Matrix transpose¶
Let \(C\) be the matrix whose elements are denoted \(c_{i,j} (i \in [1;H], j \in [1;W])\).
The elements of the transposed matrix \(C^{T}\) are denoted \(c^{T}_{i,j} = c_{j,i} (i \in [1;W], j \in [1;H])\)
Example xhen \(H = W = 4\)
Naive transpose in global memory¶
Experiments
Design one CUDA kernel transpose_naive inside the template file. The kernel is intended to achieve the parallel transposition of any matrix with power-of-two dimensions. A code skeleton is available here
(do not forget to rename this file before using it). A source file of the reference function is also available here
.
This first transpose kernel just needs to achieve the matrix transpose, no performance tuning is expected. The whole computation can thus be done using only the GPU’s global memory.
Keep note of the mean execution time for one 4096 x 4096 integer elements matrix.

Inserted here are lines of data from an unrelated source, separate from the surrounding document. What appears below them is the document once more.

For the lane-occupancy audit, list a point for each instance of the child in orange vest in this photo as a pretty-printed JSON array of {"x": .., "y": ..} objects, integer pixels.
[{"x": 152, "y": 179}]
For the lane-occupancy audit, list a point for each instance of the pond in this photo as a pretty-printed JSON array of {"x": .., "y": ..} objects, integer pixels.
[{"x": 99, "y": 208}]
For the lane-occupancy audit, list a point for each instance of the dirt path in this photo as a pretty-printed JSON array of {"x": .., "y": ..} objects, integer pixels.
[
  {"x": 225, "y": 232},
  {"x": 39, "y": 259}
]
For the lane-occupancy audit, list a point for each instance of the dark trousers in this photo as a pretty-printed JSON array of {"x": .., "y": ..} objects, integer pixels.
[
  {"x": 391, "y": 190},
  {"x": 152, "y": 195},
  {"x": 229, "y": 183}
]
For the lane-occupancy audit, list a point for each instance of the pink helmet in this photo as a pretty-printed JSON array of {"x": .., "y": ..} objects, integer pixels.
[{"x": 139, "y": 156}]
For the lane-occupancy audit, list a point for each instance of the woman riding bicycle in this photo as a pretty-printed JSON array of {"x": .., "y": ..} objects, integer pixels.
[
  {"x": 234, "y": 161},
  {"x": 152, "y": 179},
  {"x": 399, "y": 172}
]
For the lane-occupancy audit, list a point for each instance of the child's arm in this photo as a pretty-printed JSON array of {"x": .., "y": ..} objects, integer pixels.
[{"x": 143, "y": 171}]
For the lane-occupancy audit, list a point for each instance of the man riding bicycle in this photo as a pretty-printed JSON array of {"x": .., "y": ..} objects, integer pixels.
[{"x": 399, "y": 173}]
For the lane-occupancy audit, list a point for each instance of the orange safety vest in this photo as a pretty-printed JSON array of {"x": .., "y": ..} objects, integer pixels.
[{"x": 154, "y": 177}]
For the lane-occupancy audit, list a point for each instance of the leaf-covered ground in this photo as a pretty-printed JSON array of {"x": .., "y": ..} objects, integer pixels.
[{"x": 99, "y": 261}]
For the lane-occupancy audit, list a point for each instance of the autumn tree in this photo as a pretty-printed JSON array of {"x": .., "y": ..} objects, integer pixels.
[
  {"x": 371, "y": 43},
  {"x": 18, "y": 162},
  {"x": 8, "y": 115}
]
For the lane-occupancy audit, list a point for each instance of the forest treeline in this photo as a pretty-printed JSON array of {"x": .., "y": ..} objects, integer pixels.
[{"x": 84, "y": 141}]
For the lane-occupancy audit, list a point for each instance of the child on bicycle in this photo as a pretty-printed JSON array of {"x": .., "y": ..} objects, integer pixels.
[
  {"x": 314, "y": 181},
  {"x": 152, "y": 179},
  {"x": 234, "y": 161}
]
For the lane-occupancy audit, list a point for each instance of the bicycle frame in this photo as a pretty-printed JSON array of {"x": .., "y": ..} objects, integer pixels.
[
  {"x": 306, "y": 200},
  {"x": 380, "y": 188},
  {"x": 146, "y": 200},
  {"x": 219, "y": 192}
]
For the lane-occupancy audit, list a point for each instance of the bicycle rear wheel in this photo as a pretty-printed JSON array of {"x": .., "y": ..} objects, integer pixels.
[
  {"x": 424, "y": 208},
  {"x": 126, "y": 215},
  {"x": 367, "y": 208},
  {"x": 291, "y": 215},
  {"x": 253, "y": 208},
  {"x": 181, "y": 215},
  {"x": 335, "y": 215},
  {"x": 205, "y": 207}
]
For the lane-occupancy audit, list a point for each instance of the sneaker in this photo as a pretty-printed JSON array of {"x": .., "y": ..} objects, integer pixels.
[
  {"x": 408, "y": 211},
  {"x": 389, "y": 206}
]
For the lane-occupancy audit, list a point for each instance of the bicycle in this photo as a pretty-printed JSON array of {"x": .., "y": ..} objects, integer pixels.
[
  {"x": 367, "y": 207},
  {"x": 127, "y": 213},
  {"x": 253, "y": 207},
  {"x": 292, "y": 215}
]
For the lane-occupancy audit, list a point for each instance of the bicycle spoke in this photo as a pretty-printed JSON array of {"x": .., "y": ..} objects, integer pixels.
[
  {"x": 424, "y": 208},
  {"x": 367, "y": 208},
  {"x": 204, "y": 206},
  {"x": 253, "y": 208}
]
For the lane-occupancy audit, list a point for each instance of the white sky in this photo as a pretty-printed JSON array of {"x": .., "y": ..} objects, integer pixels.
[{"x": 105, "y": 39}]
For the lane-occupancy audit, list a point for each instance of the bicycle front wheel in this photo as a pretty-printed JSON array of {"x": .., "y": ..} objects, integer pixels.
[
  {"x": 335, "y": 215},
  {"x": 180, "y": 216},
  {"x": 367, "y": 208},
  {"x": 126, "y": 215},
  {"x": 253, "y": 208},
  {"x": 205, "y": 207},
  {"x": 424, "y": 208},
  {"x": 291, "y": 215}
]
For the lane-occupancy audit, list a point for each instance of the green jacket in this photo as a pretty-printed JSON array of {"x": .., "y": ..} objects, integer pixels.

As a reminder, the main function does the following treatments:
host-side (CPU) memory allocation for:
input data to be provided to the GPU,
output data to be copied back to CPU after kernel execution,
reference data to be compared to the GPU result in order to ensure that the GPU computation was correct.
device-side (GPU) memory allocation for:
input data from CPU (matrix to be transposed),
output data (transposed matrix).
input data generation, to fill in the matrix to be transposed. One can use random values but it may be smart to use well-chosen values in order to be able to judge the correctness just by displaying the output values.
input data copy from CPU to GPU.
grid and blocks dimensions setting.
kernel execution.
output data copy from GPU to CPU.
result checking.
Note
Debugging is one of the greatest difficulties when designing GPU programs.
However, in the matrix transpose case, it is easy to write a non-parallel CPU reference (the provided compute_gold function).
Note
the global memory read operation is coalesced within a warp (g_idata[i*j_dim +j]), while the global memory write operation exhibits strided access between neighboring threads. The performance for this naiveGmem kernel is a lower bound that progressive optimizations will be measured against.
Question
Can you justify the fact that global memory write operation exhibits strided access between neighboring threads as said in the remark above?
Balancing the computation load and memory accesses¶
The process of transposing a matrix is clearly memory bandwidth bound, ie. it’s performance is limited by the memory accesses.
A commonly used approach to override such a limitation is to give more computation to each thread. In our case, one could imagine that each thread would transpose 4 or 8 elements instaed os just one. If all those elements belong to the same block, they are stored in shared memory during the data fetching step and thus, no additionnal memory access is generated.
Experiments
Design a GPU kernel transpose_shared_nobc_balanced that implements the above principle with various thread loads (2, 4, 8, 16 elements).
Compare the performance with the previous kernels.